At his raised bushy eyebrows, I shook my head.
“Well, you two,” I said to Zeke and Zelda, “if you’re happy with the place and ready to enjoy it on your own, Mr. Harvey and I will take our leave.”
“I hope you’ll come back soon.” Zelda hugged me for about the tenth time since we’d entered the house. “You’ve been such a joy to work with. I’m so glad we chose you to be our Realtor.”
My cheeks warmed at her compliment. “It’s been my pleasure.”
“There’s just one more thing.” Zelda looked around. “Where’s my purse?”
“You left it in the kitchen, baby,” Zeke said.
Zelda zipped into the kitchen and back again. “We want you to have this.” She handed me a jewelry box.
“You two didn’t need to get me anything,” I said, frowning down at the box.
“Open it,” Zelda urged.
Inside was a leather necklace with a white, arrowhead shaped trinket surrounded by beads. I lifted it out of the box.
“It’s an alligator tooth,” Zelda explained. “Some cultures believe alligator teeth bring good luck while gambling. Since you live in Deadwood, I thought of you when I saw it.”
Considering that I’d been gambling with my life more often than not lately, I was happy to have any good luck charms that came along. “Thank you both.

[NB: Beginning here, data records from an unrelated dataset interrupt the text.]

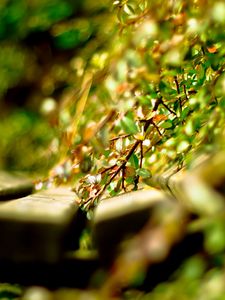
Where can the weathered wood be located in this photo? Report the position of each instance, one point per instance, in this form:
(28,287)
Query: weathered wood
(70,271)
(13,185)
(120,217)
(39,227)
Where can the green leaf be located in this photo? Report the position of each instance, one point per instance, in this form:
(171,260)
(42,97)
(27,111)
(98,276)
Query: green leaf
(129,126)
(144,173)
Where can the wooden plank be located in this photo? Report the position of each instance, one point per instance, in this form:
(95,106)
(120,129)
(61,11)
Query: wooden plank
(13,185)
(120,217)
(70,271)
(39,227)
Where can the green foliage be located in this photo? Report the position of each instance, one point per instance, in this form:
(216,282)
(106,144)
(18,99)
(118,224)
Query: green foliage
(128,89)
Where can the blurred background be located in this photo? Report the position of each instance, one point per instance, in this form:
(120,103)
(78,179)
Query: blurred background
(44,49)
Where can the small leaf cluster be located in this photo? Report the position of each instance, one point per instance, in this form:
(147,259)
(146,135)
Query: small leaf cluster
(157,96)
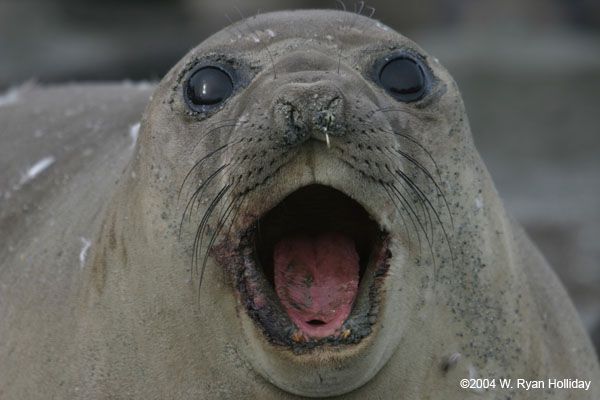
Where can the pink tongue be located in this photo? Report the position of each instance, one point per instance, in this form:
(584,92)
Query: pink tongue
(316,280)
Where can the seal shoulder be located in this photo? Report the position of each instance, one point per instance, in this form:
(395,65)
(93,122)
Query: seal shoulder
(63,148)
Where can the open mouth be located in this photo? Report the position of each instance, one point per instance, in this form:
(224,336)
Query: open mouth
(312,268)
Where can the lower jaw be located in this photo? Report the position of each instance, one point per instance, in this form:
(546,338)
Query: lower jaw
(265,309)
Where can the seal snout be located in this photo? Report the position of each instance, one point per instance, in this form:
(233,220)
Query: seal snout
(305,110)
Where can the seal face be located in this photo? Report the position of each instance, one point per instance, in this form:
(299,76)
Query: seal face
(316,180)
(304,213)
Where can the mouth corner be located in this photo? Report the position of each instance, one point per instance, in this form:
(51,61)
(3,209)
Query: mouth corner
(311,269)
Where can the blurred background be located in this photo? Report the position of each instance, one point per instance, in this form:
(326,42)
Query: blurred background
(529,72)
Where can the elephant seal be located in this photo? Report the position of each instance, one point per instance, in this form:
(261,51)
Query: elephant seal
(304,215)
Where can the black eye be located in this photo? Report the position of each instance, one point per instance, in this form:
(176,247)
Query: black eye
(404,79)
(207,87)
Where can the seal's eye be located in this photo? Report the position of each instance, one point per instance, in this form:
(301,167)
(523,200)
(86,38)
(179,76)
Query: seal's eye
(403,78)
(207,87)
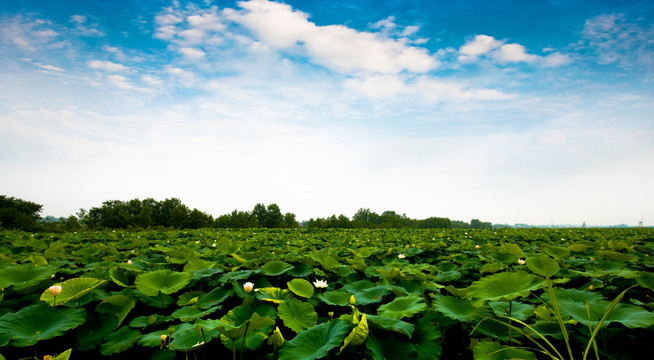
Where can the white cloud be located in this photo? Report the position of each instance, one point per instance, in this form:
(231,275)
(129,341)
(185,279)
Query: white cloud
(336,47)
(614,40)
(192,53)
(491,48)
(120,81)
(480,45)
(106,65)
(27,34)
(85,29)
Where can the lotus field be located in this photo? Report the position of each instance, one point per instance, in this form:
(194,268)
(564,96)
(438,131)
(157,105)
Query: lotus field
(332,294)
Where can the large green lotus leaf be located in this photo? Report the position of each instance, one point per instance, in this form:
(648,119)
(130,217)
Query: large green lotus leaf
(119,341)
(542,265)
(402,307)
(189,298)
(94,330)
(300,287)
(358,335)
(153,339)
(387,346)
(24,275)
(119,276)
(236,275)
(390,324)
(117,305)
(164,281)
(646,280)
(39,322)
(517,310)
(335,298)
(297,315)
(504,286)
(315,342)
(487,350)
(190,313)
(572,303)
(72,289)
(365,292)
(301,270)
(426,338)
(557,252)
(189,337)
(459,309)
(273,294)
(197,265)
(215,297)
(276,267)
(256,322)
(152,320)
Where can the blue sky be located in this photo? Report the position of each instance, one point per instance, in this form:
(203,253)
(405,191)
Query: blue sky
(508,111)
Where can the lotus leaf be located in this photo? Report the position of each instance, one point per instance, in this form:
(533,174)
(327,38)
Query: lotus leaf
(385,346)
(315,342)
(504,286)
(358,335)
(335,298)
(119,276)
(402,307)
(24,275)
(297,315)
(152,320)
(518,310)
(426,338)
(215,296)
(275,268)
(164,281)
(117,305)
(273,294)
(190,313)
(390,324)
(572,303)
(94,330)
(72,289)
(39,322)
(120,341)
(543,265)
(300,287)
(487,350)
(459,309)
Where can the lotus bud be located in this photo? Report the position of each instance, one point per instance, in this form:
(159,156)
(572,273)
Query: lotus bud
(55,290)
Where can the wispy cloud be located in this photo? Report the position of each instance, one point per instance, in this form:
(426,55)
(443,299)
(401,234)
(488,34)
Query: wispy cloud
(615,40)
(488,47)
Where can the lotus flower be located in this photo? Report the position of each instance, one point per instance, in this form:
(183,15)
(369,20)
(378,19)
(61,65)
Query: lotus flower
(55,290)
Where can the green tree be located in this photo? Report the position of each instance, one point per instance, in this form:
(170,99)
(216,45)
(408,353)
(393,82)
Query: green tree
(19,214)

It’s very sweet of you.”
“Here, let me help you put it on.” Zelda took the necklace from me and slipped it over my head. “There, now you’re ready to go out and win.”
I’d settle for going out and not dying.
“We’d like to have you come over for a thank-you dinner sometime, too, if you don’t mind.”
Dinner with Prudence the ghost? I didn’t know how I’d be able to keep from hiding under the table the whole time. “Sure,” I said, trying to mean it. “Give me a call and we’ll pick a date.”
“Deal.” Zelda followed us to the door while Zeke disappeared into the kitchen. “And please don’t be a stranger. I feel like you and I are two old souls who have been waiting to meet up again.”
I stared at her with my breath held, wondering if that was Prudence talking or Zelda. Usually Prudence’s melodic mid-Eastern Atlantic accent took over when she played puppet master, but maybe Zelda would be different. After all, I was pretty sure that she was the “librarian” Prudence had demanded I bring to the house on several of my past visits.